Cemetery employees work alongside firefighters near the EastlawnCemetery to put out a brush fire Thursday. The fire destroyed many cemetery trees.
Kaye Nelson, Deseret Morning News
A fire on a mountain west of Utah Lake was expected to be contained Thursday night, fire officials said, while across the valley a new fire erupted in the foothills above Provo.
The latest fire began just north of 4750 North, east of Canyon Road, Thursday afternoon.
Fire engineer Glenn Hart didn't have a cause for the fire, but one homeowner had a guess.
"I saw someone mowing with a big tractor in the pasture north of us," said April Baird, who lives on 4750 North. "Not long after that there was a fire in the pasture. They could have sparked on a rock or something."
Hart said crews were called away from a retirement ceremony for Provo Fire Chief Coy Porter.
"We got dispatched out and came up here," Hart said, speaking from Eastlawn Cemetery. He said units from stations 1, 2 and 3 with a brush unit from Station 5 were on the scene.
Crews thought they had the fire contained at about 4:45 p.m., but quick winds caused massive flare-ups. Urgent messages over Hart's radio indicated fire on all three sides of firefighters working the northern edge of the blaze at Eastlawn Cemetery. The fire then jumped a natural gas line fire break and headed east toward homes, a horse ranch and Squaw Peak.
Construction crews with Niels Fugal Sons Co. were in the area laying gas pipeline and had two thousand-gallon water trucks on hand. The company allowed firefighters to use the trucks to help fight the blazes.

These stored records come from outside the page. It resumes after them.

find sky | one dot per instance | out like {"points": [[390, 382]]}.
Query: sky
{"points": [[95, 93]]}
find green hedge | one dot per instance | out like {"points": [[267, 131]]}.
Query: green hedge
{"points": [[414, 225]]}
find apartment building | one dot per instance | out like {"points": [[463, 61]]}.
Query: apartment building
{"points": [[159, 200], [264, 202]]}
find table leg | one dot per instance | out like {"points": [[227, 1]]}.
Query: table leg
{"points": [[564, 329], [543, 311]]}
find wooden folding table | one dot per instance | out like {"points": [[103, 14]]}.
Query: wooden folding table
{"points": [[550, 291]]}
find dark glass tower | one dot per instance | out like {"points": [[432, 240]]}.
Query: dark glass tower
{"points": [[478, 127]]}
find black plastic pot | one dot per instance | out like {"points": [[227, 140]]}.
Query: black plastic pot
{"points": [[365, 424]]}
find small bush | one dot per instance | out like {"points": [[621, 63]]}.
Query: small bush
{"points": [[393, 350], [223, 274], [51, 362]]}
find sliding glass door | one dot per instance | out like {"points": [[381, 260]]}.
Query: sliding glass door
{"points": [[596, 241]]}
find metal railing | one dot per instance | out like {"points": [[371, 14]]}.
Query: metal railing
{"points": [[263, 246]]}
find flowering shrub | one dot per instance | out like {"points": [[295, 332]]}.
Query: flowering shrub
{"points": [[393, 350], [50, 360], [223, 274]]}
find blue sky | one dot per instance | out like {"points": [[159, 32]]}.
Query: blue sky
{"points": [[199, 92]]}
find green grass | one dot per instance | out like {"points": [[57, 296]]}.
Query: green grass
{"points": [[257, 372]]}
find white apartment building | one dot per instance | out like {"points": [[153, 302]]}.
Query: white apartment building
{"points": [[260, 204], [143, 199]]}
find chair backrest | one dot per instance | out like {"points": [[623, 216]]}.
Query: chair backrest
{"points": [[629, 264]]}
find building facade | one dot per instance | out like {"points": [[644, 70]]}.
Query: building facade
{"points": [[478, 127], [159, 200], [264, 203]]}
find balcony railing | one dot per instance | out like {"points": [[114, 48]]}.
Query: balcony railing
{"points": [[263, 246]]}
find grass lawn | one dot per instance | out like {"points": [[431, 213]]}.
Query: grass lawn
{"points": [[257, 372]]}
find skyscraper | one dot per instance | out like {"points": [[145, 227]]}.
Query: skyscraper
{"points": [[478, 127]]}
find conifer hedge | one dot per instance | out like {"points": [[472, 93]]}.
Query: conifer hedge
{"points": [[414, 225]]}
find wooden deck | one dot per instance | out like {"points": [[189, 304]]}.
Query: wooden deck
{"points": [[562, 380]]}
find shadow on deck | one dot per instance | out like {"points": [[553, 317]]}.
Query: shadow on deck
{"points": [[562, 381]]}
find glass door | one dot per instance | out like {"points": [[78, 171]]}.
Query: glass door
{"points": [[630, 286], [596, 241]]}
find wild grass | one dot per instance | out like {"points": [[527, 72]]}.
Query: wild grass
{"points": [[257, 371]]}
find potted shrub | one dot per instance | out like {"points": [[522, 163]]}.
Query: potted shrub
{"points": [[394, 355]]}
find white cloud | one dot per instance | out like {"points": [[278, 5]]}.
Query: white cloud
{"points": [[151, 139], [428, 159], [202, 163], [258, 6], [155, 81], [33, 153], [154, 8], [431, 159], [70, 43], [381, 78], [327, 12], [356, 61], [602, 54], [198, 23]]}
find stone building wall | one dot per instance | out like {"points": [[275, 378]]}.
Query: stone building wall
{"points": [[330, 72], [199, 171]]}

Members of the three-generation family-owned Eastlawn Cemetery were on hand, concerned about their property.
"We're just worried," said Kathy Judd, whose father, David Grow, owns the cemetery. "Our concern is that it will go up into where people are buried."
"Our biggest worry is all the trees we're losing," Dean Judd said. "Everybody loved the trees here, and now we're losing tons of them."
In the residential area just off Canyon Road, homeowners worked to protect their homes with hoses and by cutting branches overhanging fences.
"We were told to be ready to evacuate," said Jacque de Gaston, homeowner on 4750 North. She and neighbors focused on wetting things down in their yards, including stacks of firewood..
Canyon Crest Elementary School was opened as a command center.